Frequently Asked Questions
Q: What is the S.A.F.E. Neighborhoods program?
A: Schools Aid Families in Emergencies or S.A.F.E. Neighborhoods is a disaster preparedness initiative that is centered on the principle of “neighbors helping neighbors”. In the event of a catastrophic or valley wide disaster, “grab your kit, and walk to school”. This means each person should grab their 96-hour kit whether at home, in a car, or at the office and walk to the any (likely the closest to you) elementary school to receive information, help with basic human needs, short-term shelter, and help families find one another. Residents are not encouraged to gather at the schools during less severe events unless advised to do so by local authorities.
Q: Why is S.A.F.E. Neighborhoods important?
A: Access to local government and other resources will be extremely limited after a catastrophic event. For example, emergency crews will be directed to the most severely damaged areas with the highest number of injuries. Other crews will be working to restore transportation routes and basic utilities. Individual and neighborhood groups should plan to be self-sustaining for four days (96 hours) before help arrives.
Q: How does this program tie in to my church, CERT, or other local emergency plan for my neighborhood?
A: The S.A.F.E. Neighborhoods program is meant to complement and support existing neighborhood emergency plans. The elementary school is the first place emergency managers will attempt to access and communicate with. If your church or other neighborhood organization has a different meeting place, feel free to use that space; make sure someone communicates with the local elementary school so you receive the most current information.
Q: How does S.A.F.E. Neighborhoods work with local business?
A: The S.A.F.E. Neighborhoods program can be taught in a brown bag lunch forum to encourage personal preparedness. S.A.F.E. Neighborhoods does not coordinate directly with local businesses. Contact your local emergency management officials to learn how to develop a company response plan to protect your employees, customers, and assets.
Q: How will I be reunited with my family?
A: Local government officials have coordinated with transit organizations along the Wasatch Front to create priority transportation routes to help people get home after a disaster. Schools are included within the plan, so if someone works in Salt Lake City but lives in West Jordan, they will take an emergency public transit system that will drop them off at their local elementary school. The elementary school evacuation hub will also have Red Cross Safe and Well capability. This is a free Red Cross tool that facilitates communication from disaster-affected areas to the outside. Safe and Well helps people inform loved ones of their well-being and be reunited with one another.
Q: What will happen at the elementary school?
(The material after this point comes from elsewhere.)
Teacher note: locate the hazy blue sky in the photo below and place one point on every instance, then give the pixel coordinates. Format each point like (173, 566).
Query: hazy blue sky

A: The school will act as a hub for the neighborhood, but what will actually take place will vary by area. Some neighborhoods may have to use the school as a temporary shelter (without cots or traditional shelter supplies) if their homes are not habitable, while others will use the school as a reception area for household reunification, information gathering, and service coordination. Within every elementary school there is a Just-In-Time kit that has basic organization materials and leadership job sheets for the residents to use while managing their own hub.
Q: What can I do now to prepare?
A: There are many ways to prepare today. First, create a 96-hour kit for each member of your family (including pets). Keep it in a place that is readily accessible, like a coat closet. Next, consider taking emergency classes with the American Red Cross, Community Emergency Response Team (CERT), Amateur Radio, or other Volunteer Organizations Active in Disaster (VOAD). These organizations provide opportunities to learn how to manage and operate a Red Cross shelter, first aid, fire suppression, search and rescue, communication and other emergency response skills. Finally, consider reinforcing masonry homes. Unreinforced masonry buildings are common through Utah, and are the most vulnerable types of building to earthquake tremors.